Thanks to Stanley Johnson, who runs Johns Day Care and Boarding for Senior Citizens in Delhi. We visited an Old age Home, four months after the lockdown began, to find the physical, mental and emotional state of the elderly during the pandemic.

He and the inmates agreed to film a day’s activities at the facility during the lockdown. Inmates at the home have Dementia, Alzheimer’s disease, Parkinson Disease or mentally unsound. No inmates had any severe health issues during the pandemic. Here is a peep into how the elderly remain healthy, happy and active during this lockdown days.

How do they Spend time during COVID?

They wake up a little late after having their bed tea. Those who can bath take a bath. Others we help. Most of them stay indoors, or they walk around. They watch television, read newspapers and interact with each other. Physical and mentally alert ones do exercises and small types of yogas in their rooms. Physical activities help them remain active. Once a week, there are recreational activities. They sing, they speak and mingle with one another.

What is done to protect them from the virus?

They had various briefing section about the pandemic, wearing masks and social distancing. All have to wear a mask. It is a must. Sometimes they complain. But we make them understand. They spit from the mouth. So we take the precaution since we do not know who can be the career.

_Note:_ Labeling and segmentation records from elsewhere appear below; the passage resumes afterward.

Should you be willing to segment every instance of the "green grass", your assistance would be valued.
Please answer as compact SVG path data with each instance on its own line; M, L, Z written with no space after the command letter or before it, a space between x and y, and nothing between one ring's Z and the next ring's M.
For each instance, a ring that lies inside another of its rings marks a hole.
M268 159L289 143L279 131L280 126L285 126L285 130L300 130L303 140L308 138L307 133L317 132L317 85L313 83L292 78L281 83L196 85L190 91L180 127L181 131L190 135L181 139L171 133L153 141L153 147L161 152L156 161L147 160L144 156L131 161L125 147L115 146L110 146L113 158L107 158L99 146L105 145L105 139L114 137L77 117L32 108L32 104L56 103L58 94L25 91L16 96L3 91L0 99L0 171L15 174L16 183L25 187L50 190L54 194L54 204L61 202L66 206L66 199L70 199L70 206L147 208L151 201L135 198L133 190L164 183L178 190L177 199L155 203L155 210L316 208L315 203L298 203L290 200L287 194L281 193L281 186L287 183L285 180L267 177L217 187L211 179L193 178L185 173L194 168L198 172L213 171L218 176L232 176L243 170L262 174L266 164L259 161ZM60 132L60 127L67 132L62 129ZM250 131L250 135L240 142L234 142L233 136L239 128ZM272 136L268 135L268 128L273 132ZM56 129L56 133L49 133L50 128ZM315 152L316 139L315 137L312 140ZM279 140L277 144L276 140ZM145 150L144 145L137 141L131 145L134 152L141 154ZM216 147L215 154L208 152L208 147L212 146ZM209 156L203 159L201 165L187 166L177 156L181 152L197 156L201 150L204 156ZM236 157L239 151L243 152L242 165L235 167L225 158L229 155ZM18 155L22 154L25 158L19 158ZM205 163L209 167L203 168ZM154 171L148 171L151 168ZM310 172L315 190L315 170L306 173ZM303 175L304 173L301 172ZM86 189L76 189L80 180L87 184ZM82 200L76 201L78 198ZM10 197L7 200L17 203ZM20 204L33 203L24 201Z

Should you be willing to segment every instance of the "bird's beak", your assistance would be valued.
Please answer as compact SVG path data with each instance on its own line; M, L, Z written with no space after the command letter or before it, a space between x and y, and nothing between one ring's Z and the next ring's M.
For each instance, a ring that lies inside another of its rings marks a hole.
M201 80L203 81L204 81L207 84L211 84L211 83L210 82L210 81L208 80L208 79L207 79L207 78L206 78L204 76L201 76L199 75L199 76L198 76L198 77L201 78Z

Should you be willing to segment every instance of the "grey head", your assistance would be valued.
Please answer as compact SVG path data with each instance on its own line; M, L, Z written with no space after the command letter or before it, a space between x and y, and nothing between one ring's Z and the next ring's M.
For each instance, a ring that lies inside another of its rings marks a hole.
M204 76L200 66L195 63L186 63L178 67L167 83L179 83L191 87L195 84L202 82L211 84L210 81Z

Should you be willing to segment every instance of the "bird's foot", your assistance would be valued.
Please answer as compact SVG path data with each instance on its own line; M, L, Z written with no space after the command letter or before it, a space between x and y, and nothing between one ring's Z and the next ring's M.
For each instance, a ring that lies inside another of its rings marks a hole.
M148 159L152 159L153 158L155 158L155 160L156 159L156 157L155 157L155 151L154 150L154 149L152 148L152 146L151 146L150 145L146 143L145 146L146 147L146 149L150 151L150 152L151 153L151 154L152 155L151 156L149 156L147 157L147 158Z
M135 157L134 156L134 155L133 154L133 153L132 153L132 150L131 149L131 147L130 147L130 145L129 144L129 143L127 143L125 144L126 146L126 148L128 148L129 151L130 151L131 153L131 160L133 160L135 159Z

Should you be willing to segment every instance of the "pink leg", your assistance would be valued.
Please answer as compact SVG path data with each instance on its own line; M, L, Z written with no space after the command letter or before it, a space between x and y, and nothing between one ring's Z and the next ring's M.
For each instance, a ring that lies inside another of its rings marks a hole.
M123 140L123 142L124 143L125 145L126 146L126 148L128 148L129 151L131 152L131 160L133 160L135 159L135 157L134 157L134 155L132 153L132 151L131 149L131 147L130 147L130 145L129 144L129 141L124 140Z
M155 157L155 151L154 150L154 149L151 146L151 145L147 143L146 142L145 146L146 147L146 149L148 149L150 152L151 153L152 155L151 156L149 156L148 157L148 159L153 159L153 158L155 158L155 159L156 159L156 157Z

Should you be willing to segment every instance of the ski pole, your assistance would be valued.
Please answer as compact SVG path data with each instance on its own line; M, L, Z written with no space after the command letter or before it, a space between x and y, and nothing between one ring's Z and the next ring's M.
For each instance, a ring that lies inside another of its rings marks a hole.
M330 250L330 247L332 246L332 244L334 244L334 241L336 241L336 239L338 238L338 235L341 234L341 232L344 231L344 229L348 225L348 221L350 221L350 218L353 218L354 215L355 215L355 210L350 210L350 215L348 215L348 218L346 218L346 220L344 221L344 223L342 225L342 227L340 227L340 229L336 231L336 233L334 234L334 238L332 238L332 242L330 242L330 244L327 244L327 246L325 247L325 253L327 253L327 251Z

For meals, there are separate sections in the dining room or room service. Nobody is allowed to go outside. Indoor, they are safe. But they maintain social distancing. Nobody sits close together anywhere. Even in the recreation room, they keep social distancing. Since the outbreak of the pandemic relatives and friends are banned from bringing food and delicacy.

How immunity is boosted?

In the Morning they get hot piping bed tea. Because taking warm water is essential again, along with breakfast, tea is provided. We tell them not to drink cold water. Enough amount of ORS (Oral rehydration solutions), made with salt, sugar, water and lime, prevents Dehydration.

Protein wise food is given to everyone. Fish, chicken or meats are not provided as some of them are vegetarians. Eggs are permitted. Some take egg daily and some on alternate days.

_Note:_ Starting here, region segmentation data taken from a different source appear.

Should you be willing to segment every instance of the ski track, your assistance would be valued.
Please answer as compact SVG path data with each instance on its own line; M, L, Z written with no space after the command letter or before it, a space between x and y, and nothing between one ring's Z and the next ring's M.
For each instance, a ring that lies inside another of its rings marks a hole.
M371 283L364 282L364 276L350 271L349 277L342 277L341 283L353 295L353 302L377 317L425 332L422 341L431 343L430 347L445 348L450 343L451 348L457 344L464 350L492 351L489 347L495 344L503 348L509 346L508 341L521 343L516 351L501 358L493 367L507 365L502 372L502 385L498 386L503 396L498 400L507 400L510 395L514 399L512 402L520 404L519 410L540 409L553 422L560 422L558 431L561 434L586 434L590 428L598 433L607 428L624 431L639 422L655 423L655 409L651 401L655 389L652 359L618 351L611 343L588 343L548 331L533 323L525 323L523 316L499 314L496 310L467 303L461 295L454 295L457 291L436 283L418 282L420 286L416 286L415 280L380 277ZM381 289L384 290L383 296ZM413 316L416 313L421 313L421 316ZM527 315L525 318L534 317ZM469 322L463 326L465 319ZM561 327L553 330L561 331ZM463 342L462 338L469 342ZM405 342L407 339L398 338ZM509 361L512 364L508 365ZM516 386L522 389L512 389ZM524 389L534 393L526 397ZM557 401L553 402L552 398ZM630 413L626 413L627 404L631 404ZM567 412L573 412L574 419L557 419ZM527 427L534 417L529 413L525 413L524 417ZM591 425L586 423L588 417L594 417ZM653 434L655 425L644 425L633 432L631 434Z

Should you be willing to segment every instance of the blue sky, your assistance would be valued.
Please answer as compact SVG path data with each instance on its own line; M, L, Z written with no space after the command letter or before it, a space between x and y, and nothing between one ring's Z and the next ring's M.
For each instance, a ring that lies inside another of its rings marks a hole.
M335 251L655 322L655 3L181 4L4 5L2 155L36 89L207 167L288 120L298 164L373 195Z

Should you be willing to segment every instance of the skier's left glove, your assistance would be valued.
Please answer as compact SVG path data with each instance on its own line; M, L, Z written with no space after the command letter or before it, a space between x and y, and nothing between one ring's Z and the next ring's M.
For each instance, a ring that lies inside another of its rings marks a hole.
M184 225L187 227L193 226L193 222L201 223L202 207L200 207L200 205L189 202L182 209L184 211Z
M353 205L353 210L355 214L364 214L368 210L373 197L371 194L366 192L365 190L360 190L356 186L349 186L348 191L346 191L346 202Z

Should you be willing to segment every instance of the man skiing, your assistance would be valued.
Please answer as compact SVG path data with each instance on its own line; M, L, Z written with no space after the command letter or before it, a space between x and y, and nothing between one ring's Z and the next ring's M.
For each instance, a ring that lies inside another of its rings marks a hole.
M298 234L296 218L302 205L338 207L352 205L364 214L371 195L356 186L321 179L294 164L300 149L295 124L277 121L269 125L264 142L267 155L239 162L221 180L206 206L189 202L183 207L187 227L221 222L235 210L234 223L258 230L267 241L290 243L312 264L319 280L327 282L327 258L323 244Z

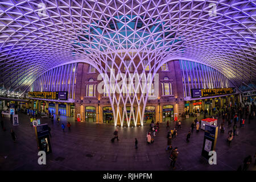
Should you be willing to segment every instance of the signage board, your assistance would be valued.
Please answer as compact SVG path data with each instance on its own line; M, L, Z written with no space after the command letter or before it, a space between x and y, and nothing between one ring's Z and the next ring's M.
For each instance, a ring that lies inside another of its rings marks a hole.
M235 88L221 88L215 89L192 89L191 97L203 97L229 94L236 93Z
M13 123L14 126L19 125L19 118L18 114L13 114Z
M49 100L68 100L68 92L28 92L29 98Z
M209 156L209 152L215 150L217 134L218 127L205 125L201 155L207 159L209 159L210 157Z
M38 125L35 127L38 150L47 154L52 152L48 124Z

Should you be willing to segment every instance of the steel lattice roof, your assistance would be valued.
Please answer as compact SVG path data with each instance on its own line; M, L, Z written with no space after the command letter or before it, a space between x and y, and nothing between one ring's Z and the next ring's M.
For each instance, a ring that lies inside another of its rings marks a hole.
M146 52L156 64L193 60L238 86L255 84L255 2L5 0L0 2L0 83L22 92L61 64L85 60L104 72L108 59ZM216 16L209 13L210 3Z

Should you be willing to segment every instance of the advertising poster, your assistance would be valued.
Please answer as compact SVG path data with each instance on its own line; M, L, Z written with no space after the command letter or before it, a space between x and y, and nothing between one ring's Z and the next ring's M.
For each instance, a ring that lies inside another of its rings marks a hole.
M19 125L18 114L14 114L13 115L13 123L14 126Z

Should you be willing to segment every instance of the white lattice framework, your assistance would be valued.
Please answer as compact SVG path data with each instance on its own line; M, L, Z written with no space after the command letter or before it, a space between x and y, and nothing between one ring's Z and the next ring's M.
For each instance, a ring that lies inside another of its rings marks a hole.
M141 65L148 59L153 74L167 61L189 60L237 86L255 84L255 6L241 0L2 1L0 83L22 92L53 67L81 61L105 73L107 60L120 59L112 62L118 68L127 56Z

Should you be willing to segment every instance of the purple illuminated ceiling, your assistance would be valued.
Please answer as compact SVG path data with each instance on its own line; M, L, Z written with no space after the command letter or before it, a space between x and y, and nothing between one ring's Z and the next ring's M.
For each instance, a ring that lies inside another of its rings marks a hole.
M156 65L195 61L237 86L255 84L255 7L241 0L2 1L0 84L22 92L53 67L82 61L104 72L107 59L138 52Z

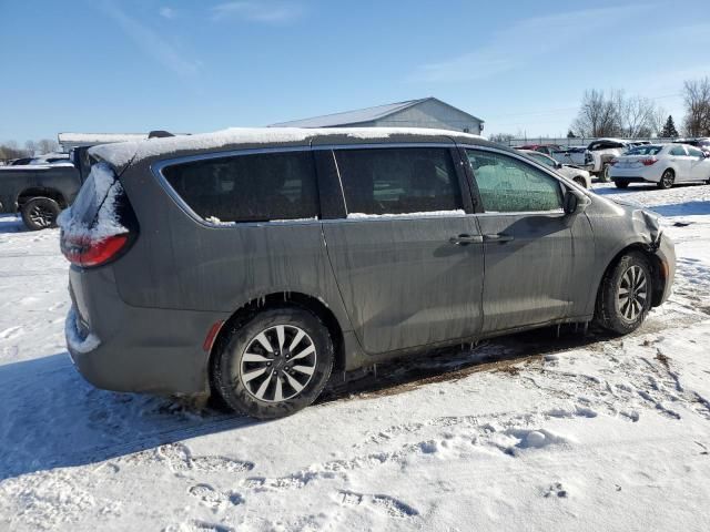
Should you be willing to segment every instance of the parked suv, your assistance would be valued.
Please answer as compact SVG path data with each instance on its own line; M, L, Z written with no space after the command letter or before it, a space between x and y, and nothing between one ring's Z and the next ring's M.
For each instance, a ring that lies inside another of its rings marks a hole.
M79 371L257 418L333 371L506 332L625 334L668 297L657 216L436 130L227 130L97 146L61 218Z

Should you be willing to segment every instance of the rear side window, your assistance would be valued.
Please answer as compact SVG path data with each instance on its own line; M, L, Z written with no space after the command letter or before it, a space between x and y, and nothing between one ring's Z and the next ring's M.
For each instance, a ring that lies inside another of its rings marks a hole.
M545 172L507 155L466 150L487 213L555 211L560 184Z
M413 214L464 208L445 147L335 151L348 214Z
M212 223L304 219L320 214L311 152L205 158L168 166L163 175L192 211Z
M686 156L686 149L683 146L673 146L670 149L670 152L668 152L670 155L676 155L676 156Z
M688 146L688 155L690 155L691 157L702 157L702 151L698 150L697 147L691 147Z
M626 152L626 155L658 155L663 146L642 145L636 146Z

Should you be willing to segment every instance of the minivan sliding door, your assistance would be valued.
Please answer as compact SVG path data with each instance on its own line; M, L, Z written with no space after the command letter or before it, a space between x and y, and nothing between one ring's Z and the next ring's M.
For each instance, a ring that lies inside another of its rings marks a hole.
M368 354L475 336L481 237L456 152L343 147L334 161L345 216L324 219L328 257Z

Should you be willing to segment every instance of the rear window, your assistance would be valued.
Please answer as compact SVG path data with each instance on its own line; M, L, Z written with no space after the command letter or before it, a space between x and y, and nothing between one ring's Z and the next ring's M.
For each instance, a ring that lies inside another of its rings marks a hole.
M626 155L658 155L663 146L636 146L626 152Z
M317 218L311 152L205 158L163 170L174 191L212 223Z
M348 214L444 213L463 208L452 155L442 147L337 150Z

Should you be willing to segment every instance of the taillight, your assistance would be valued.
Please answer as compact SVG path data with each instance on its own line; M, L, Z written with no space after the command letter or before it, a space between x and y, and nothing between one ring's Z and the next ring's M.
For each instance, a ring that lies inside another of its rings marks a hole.
M69 236L62 234L61 248L64 257L77 266L91 268L101 266L116 258L125 249L129 235L114 235L104 238L88 236Z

How are the Elderly with comorbidities taken care?

For those who take heart and BP medicines, we give timely food, medicine and exercises. Outside food or oily food are not allowed. Every medication is checked and given.

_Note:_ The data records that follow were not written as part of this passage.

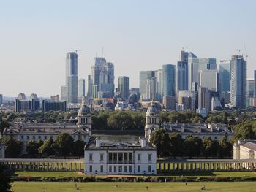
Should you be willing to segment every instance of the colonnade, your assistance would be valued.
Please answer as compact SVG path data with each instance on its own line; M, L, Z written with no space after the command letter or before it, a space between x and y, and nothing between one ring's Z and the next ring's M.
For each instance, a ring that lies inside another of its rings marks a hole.
M17 171L83 171L84 159L0 159L10 169Z
M167 171L232 171L254 170L256 169L255 160L175 160L157 161L157 170Z

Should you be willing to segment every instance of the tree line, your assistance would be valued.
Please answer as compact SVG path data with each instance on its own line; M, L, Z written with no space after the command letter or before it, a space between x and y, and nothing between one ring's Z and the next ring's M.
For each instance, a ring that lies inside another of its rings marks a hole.
M158 157L230 157L233 145L224 137L219 142L206 137L203 140L189 135L185 139L178 133L170 135L164 129L153 133L152 143L157 147Z
M5 145L6 158L20 158L23 156L23 143L12 137L2 138ZM59 135L56 141L50 137L45 141L30 140L26 144L28 158L42 158L49 156L83 156L85 142L77 140L68 134Z

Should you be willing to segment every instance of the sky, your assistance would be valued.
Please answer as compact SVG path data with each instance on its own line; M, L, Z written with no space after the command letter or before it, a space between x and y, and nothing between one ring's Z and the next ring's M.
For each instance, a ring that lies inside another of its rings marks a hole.
M65 55L78 52L78 78L94 58L115 64L115 80L139 86L140 70L176 64L182 47L198 58L247 54L256 69L254 0L0 0L0 93L60 94Z

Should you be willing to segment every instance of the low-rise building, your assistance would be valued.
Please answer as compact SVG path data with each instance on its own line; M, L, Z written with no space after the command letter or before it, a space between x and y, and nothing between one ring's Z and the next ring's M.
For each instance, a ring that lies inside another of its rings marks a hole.
M156 174L157 150L145 138L131 144L105 143L99 139L85 147L85 173L88 174Z
M238 140L233 147L233 159L256 159L256 140Z

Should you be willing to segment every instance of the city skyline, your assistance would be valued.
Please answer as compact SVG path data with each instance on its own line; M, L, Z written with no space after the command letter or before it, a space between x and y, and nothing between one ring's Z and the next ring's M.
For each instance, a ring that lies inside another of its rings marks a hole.
M0 8L0 93L4 96L60 95L60 86L65 82L65 54L72 49L82 50L78 53L78 78L86 79L86 85L96 52L101 56L102 47L103 56L115 64L116 87L119 76L129 77L130 87L139 87L140 71L176 65L181 61L182 47L198 58L217 58L218 69L220 60L230 59L241 49L240 53L249 55L247 77L253 77L253 1L77 1L75 11L69 13L62 1L49 5L47 1L15 5L5 1ZM247 11L238 15L240 9ZM102 14L106 17L102 18Z

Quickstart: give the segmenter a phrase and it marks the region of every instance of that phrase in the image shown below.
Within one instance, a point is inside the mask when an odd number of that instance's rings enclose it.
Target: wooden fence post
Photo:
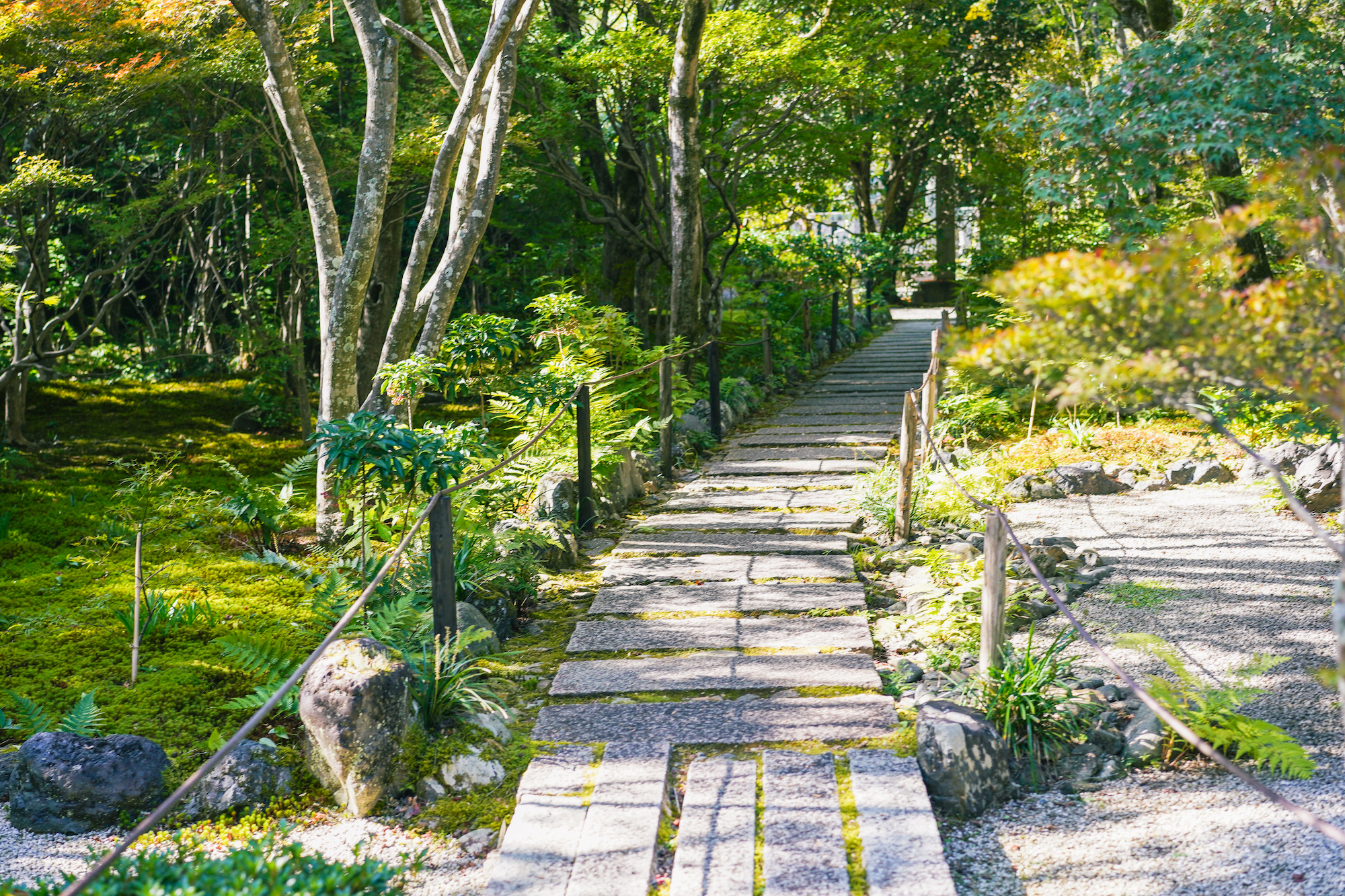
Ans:
[[[986,570],[981,580],[981,673],[999,669],[1005,643],[1005,560],[1007,533],[997,513],[986,517]]]
[[[441,635],[445,644],[457,636],[457,581],[453,576],[453,496],[440,495],[429,509],[429,581],[433,635]]]
[[[911,539],[911,496],[916,474],[916,400],[920,393],[907,393],[901,406],[901,452],[897,455],[897,537]]]
[[[841,328],[841,291],[831,291],[831,332],[827,335],[827,352],[835,354],[839,338],[837,332]]]
[[[574,401],[574,431],[578,441],[580,531],[593,531],[597,510],[593,507],[593,431],[586,385],[580,386],[580,396]]]
[[[659,362],[659,418],[667,425],[659,432],[659,474],[672,480],[672,359]]]
[[[724,426],[720,422],[720,343],[710,340],[706,358],[706,378],[710,381],[710,435],[716,439],[724,437]],[[672,404],[671,394],[668,404]]]
[[[771,363],[771,319],[765,315],[761,315],[761,373],[765,374],[765,386],[769,389],[775,366]]]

Do the elderly feel lonely because they cannot meet their loved ones?

There is not a question of isolation or loneliness. Our caretakers are there 24X7, so nobody feels lonely. They keep in touch with their relatives through their mobile phones. Once in a while, some of the relatives share videos over the phone.

They understand the situation, and we keep briefing the relatives about the situation. One 89-year-old gentleman is habitual of taking non-veg daily. His daughter sends over the food daily. We collect the parcel at the gate and deliver it to him.

What about COVID sanitization?

Every third or fourth day we have COVID sanitization. Disinfectanting the door, windows, knobs, exposed to the outer environment shields the home from the virus.

Their reaction to the pandemic?

They have a TV in their room. So they can understand the situation, and they keep discussing among themselves. Besides, we sit and talk to them daily about the situation outside.

Recent studies found the elderly resist the pandemic and Lockdown better than the youngster. The study proved to be true when we look at the lockdown lifestyle of the elderly of the old age home.